Pendant une semaine Cyril Bitton a séjourné à Ouman en Ukraine,  village où Rabbi Nahman grande figure  du mouvement Hassidim décède au début du XIXe siècle. Lors du nouvel an  juif, plus de  30 000 personnes arrivent du monde entier pour se recueillir sur sa tombe. Ce reportage s’inscrit dans un vaste  projet sur la diaspora juive dans le monde.

Le site de Cyril Bitton permet de mieux connaître et comprendre son travail.

Shamsia : « Ce ne sont pas eux qui vont m’empêcher d’aller à l’école »

En Afghanistan, le 8 novembre 2008 un groupe de douze petites filles a été attaqué à l’acide pour les empêcher de se rendre à l’école.

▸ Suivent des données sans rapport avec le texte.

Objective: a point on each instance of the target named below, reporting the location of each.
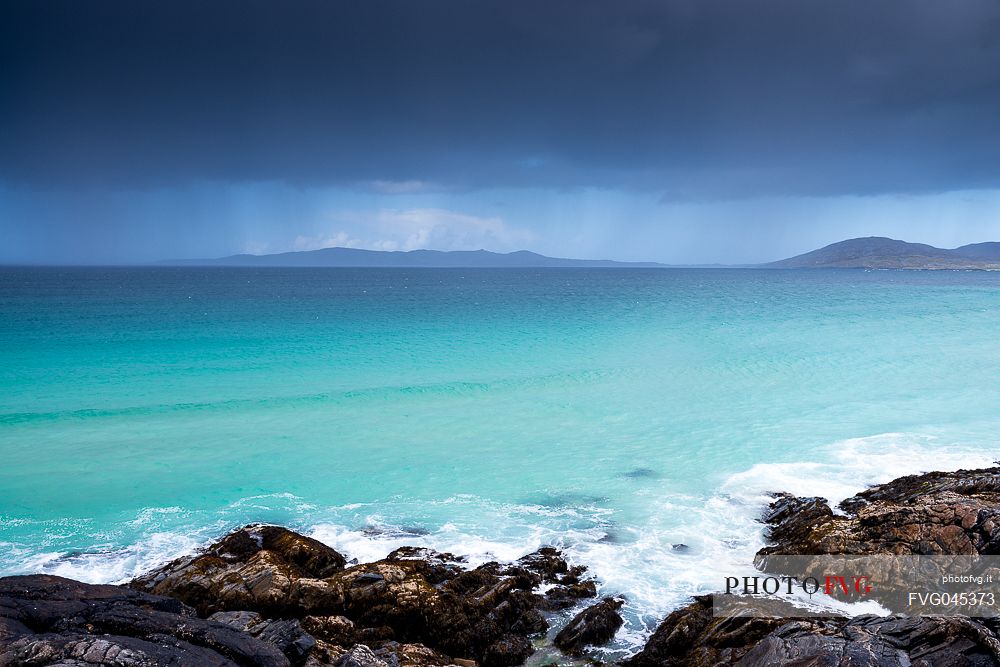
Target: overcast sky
(685, 131)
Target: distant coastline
(358, 258)
(873, 252)
(876, 252)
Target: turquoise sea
(614, 412)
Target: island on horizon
(873, 252)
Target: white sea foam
(721, 530)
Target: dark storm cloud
(697, 99)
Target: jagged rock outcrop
(692, 637)
(955, 513)
(254, 568)
(594, 625)
(46, 620)
(414, 597)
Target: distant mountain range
(354, 257)
(874, 252)
(877, 252)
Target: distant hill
(354, 257)
(876, 252)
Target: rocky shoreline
(266, 596)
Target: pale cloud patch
(412, 229)
(407, 187)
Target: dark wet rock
(954, 513)
(332, 629)
(257, 567)
(593, 626)
(286, 635)
(507, 651)
(406, 655)
(50, 620)
(360, 656)
(564, 597)
(413, 597)
(692, 637)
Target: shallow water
(615, 412)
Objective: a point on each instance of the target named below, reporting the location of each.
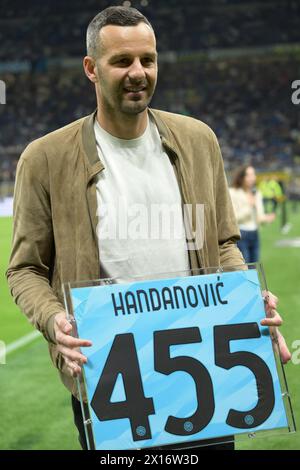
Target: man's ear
(90, 69)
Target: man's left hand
(274, 320)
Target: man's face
(127, 68)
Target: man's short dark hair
(117, 15)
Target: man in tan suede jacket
(59, 179)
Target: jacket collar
(89, 141)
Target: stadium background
(230, 63)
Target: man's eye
(123, 62)
(148, 60)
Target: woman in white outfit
(249, 211)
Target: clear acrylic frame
(81, 381)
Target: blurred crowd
(34, 30)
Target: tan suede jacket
(55, 206)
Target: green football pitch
(35, 408)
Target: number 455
(123, 359)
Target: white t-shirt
(140, 224)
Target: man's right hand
(69, 346)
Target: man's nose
(136, 71)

Caroline Poiron a été à la rencontre de Shamsia, une des enfants victimes de l’agression. Fort heureusement, avec l’accord du directeur, Shamsia a aujourd’hui repris l’école. Grâce aux preuves accumulées lors de son enquête, la photographe a pu reconstituer cette histoire en juin 2009. 

Cette photo fait partie du reportage L’Afghanistan, la guerre contre l’école, réalisé par Caroline Poiron en 2009, dans la région de Kandahar, dans le sud du pays . Pour ce sujet, Caroline Poiron a obtenu le prix International de la Parole Libre, décerné par le Club de la Presse Marseille-Provence-Alpes Côte d’Azur.

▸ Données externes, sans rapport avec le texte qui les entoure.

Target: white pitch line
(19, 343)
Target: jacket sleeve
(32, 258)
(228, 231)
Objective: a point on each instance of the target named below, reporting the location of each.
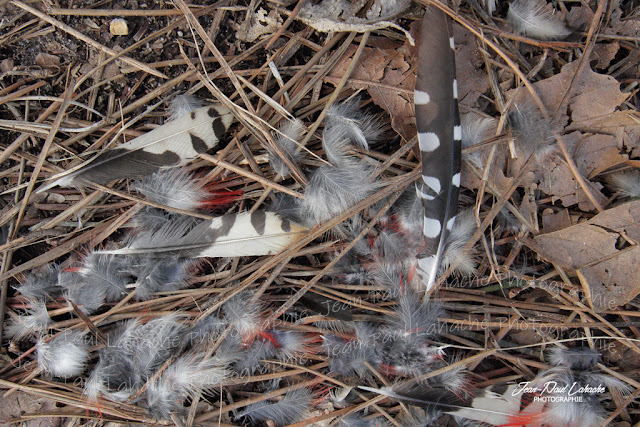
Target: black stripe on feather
(174, 143)
(439, 135)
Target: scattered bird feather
(576, 368)
(35, 322)
(133, 352)
(42, 285)
(415, 318)
(532, 18)
(350, 357)
(454, 253)
(332, 190)
(153, 275)
(64, 356)
(490, 5)
(476, 129)
(239, 234)
(185, 377)
(244, 314)
(439, 133)
(87, 298)
(173, 144)
(291, 408)
(533, 133)
(173, 187)
(626, 183)
(346, 124)
(357, 419)
(182, 105)
(287, 137)
(494, 411)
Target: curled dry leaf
(591, 250)
(385, 72)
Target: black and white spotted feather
(174, 143)
(238, 234)
(439, 135)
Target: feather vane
(174, 143)
(439, 135)
(240, 234)
(531, 18)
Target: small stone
(119, 27)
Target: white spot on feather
(422, 195)
(450, 223)
(421, 97)
(432, 182)
(431, 228)
(428, 141)
(457, 133)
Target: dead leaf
(388, 77)
(558, 181)
(604, 53)
(554, 221)
(470, 73)
(608, 274)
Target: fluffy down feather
(350, 357)
(42, 285)
(292, 408)
(173, 187)
(532, 18)
(182, 105)
(33, 323)
(286, 138)
(244, 315)
(64, 356)
(133, 352)
(153, 275)
(476, 129)
(184, 378)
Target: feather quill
(439, 136)
(533, 19)
(288, 410)
(239, 234)
(174, 143)
(488, 406)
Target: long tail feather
(489, 407)
(174, 143)
(241, 234)
(439, 135)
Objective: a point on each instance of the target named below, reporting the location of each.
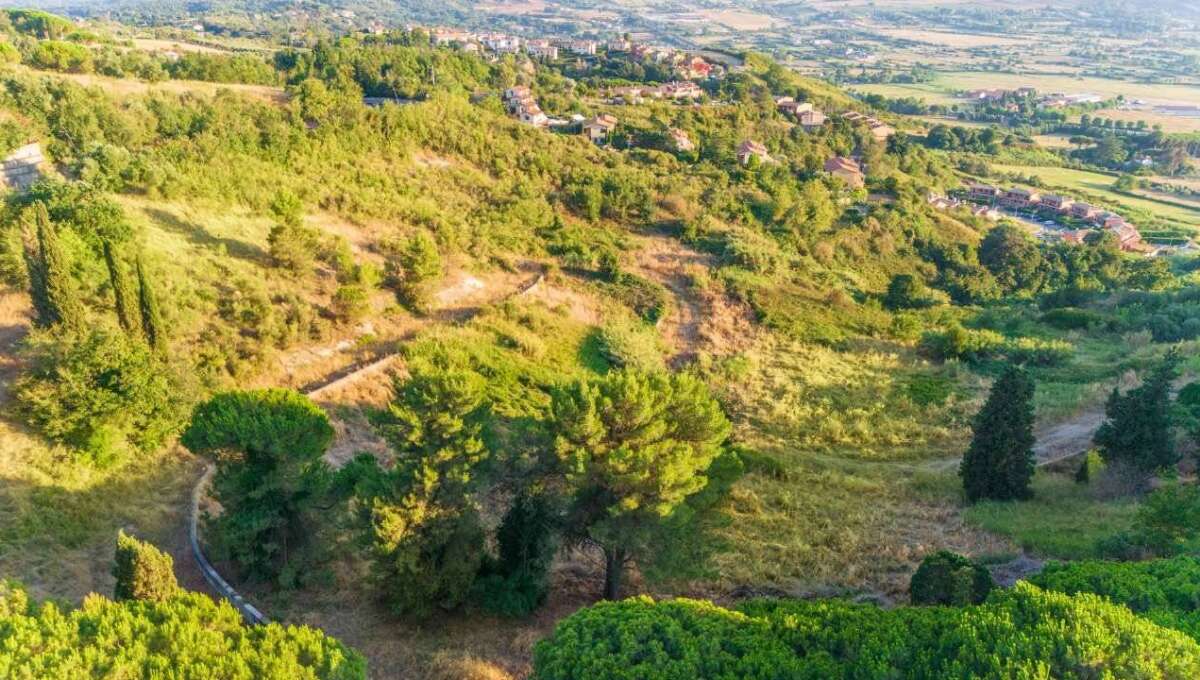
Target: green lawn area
(1061, 521)
(1083, 181)
(933, 94)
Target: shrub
(1024, 632)
(97, 391)
(1165, 591)
(142, 571)
(190, 635)
(631, 344)
(351, 302)
(949, 578)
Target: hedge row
(1024, 632)
(186, 637)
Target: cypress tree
(1000, 462)
(126, 306)
(1138, 429)
(51, 289)
(151, 319)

Le travail de Caroline Poiron est distribué le collectif de photographes Fédéphoto

« Au pied du mur », par Olivier Coret

En janvier 2005, Olivier Coret se rend en Palestine dans le village de Nazlat Isa où les autorités israéliennes édifient le mur de la séparation. Il photographie un couple qui le touche : « Ils regardent les bulldozers détruire leur jardin ». Il nous en parle avec émotion.

[Olivier Coret, tient un site sur lequel on peut retrouver la plupart de ses travaux et en particulier ses reportages]

« Nouveaux paysages bibliques », par Jean-Claude Coutausse, photojournaliste

La photographie est pour Jean-Claude Coutausse un moyen d’expression. Il travaille généralement en commande pour la presse notamment sur le conflit israélo-palestinien. Pour lui, le plus important est d’être publié. À partir de 2008, Jean-Claude se rend à cinq reprises —à titre privé— à Jérusalem. En Terre Sainte, son travail prend une couleur plus poétique que journalistique. Après plusieurs tentatives sur le chemin de croix dans la via Dolorosa à Pâques, il parvient à éditer cette image. Elle fait partie d’une série (en cours de publication) qui résume ce qu’il appelle le « syndrome de Jérusalem », ville de tension et de folie.